Le blason comporte deux couleurs celle d’un ciel ombragé et celle d’une nuit sombre. L’épée qui était celle du défunt Tyranos XX, diffère les deux parties. Un château repose sur cette dernière.

Le maître des lieux, recouvert d’un ample chandail blanc et pourpre nous accueille. Chef suprême des armées du parti tyranocien nationaliste, il aime se faire appeler « Tyranos ». Mais il est surnommé « Arloc le dément ». Il délègue tous ses pouvoirs à ses commandants pour vaquer aux plaisirs de la chair et de la luxure. Vicieux et despote, il est amoureux de sa nièce, Mana. Mana de Thazard est une belle jeune fille à la fleur de l’âge, qui est sans arrêt abusée par son oncle, il veut l’épouser secrètement en dépit de l’opposition de l’ordre noir astryen qui y voit une alliance consanguine impure et dangereuse. Cet ordre est au fait des conséquences d’un tel mariage. Il se balade presque nu dans ses quartiers et pour prétendre le voir, il faut accepter la nudité. Il vénère secrètement les dieux Carasse et Voluptar (dieu de la chair et de la luxure, et dieu des plaisirs sexuels et de la transe). Il fait venir les plus belles jeunes filles du royaume pour le servir. Il n’est pas marié mais a de nombreuses courtisanes et concubines, on ne dénombre plus ses bâtards. Il en posséderait une cinquantaine. Son visage martelé par le temps et les batailles se présente sous son épaisse chevelure noire.  De profil grand, barbu, le nez légèrement arqué, il nous présente ses salutations et nous propose de nous faire découvrir les étages.  Nous montons par le grand escalier central de l’entrée. Il ouvre une porte qui nous fait entrevoir un paysage sidérant. Nous avons l’impression de pénétrer dans un autre monde.

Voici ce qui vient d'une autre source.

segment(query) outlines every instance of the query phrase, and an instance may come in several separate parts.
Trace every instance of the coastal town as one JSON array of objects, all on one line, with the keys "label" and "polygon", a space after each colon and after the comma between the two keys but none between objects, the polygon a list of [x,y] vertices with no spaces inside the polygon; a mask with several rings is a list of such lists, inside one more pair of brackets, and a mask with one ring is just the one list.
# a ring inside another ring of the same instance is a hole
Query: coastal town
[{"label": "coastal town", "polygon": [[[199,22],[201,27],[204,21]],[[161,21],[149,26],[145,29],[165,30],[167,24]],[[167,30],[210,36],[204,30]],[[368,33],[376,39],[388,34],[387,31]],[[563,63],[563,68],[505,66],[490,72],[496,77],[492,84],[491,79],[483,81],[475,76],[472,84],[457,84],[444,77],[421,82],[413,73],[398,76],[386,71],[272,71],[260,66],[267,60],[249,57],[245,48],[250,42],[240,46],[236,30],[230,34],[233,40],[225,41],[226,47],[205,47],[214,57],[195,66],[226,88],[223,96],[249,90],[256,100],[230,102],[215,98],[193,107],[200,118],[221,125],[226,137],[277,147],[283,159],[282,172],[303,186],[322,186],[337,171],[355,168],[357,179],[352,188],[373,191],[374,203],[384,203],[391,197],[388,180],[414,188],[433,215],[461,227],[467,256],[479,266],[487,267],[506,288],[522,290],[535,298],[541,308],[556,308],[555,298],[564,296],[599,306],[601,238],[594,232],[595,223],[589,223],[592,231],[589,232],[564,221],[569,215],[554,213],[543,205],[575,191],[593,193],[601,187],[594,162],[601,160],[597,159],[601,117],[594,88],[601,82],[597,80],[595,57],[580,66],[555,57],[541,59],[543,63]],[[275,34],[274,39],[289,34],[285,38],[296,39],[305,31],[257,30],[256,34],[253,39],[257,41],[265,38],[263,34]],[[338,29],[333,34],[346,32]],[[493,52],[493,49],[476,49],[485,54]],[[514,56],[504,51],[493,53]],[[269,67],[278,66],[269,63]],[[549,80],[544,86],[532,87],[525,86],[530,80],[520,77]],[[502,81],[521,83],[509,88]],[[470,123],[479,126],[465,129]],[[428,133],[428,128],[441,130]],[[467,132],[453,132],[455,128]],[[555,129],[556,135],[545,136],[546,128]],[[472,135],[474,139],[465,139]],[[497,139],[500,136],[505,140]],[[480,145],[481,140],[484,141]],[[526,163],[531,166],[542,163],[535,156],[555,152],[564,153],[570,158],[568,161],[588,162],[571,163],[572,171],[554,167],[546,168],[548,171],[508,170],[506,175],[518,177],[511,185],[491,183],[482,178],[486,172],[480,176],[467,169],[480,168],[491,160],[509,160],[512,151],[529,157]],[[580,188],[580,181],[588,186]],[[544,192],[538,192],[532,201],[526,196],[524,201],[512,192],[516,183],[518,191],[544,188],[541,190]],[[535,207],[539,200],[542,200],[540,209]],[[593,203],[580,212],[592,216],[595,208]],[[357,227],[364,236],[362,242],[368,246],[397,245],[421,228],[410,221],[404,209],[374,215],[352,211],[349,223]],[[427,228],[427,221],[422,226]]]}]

Les fenêtres sont ouvertes, les rideaux sont levés ;  la lumière irradie nos yeux. L’air y est plus léger.

Nous parvenons à nous accommoder de la vue. Nous voyons la mer paisible caresser les falaises au-dessous.

« – Nous venons ici pour effectuer un échange,  dit Agar

– Nous ne faisait pas d’échange, nous sommes payés pour vendre nos armées. Répondit le maître des lieux

– Nous allons payer, nous avons avec nous une tonne de minerai rare et de pierres précieuses »

Le colonel réfléchit un instant :

« – votre offre m’intéresse, je vous propose une centaine d’hommes. Dit-il

– Très bien, nous allons décharger le matériel devant vos portes. Dit Agar

Après le chargement, le colonel leur donna le contrat dûment rempli. Une légion de centaine d’hommes furent appelés. Ils se préparèrent à passer la nuit sur place pour repartir le lendemain, accompagné de la troupe.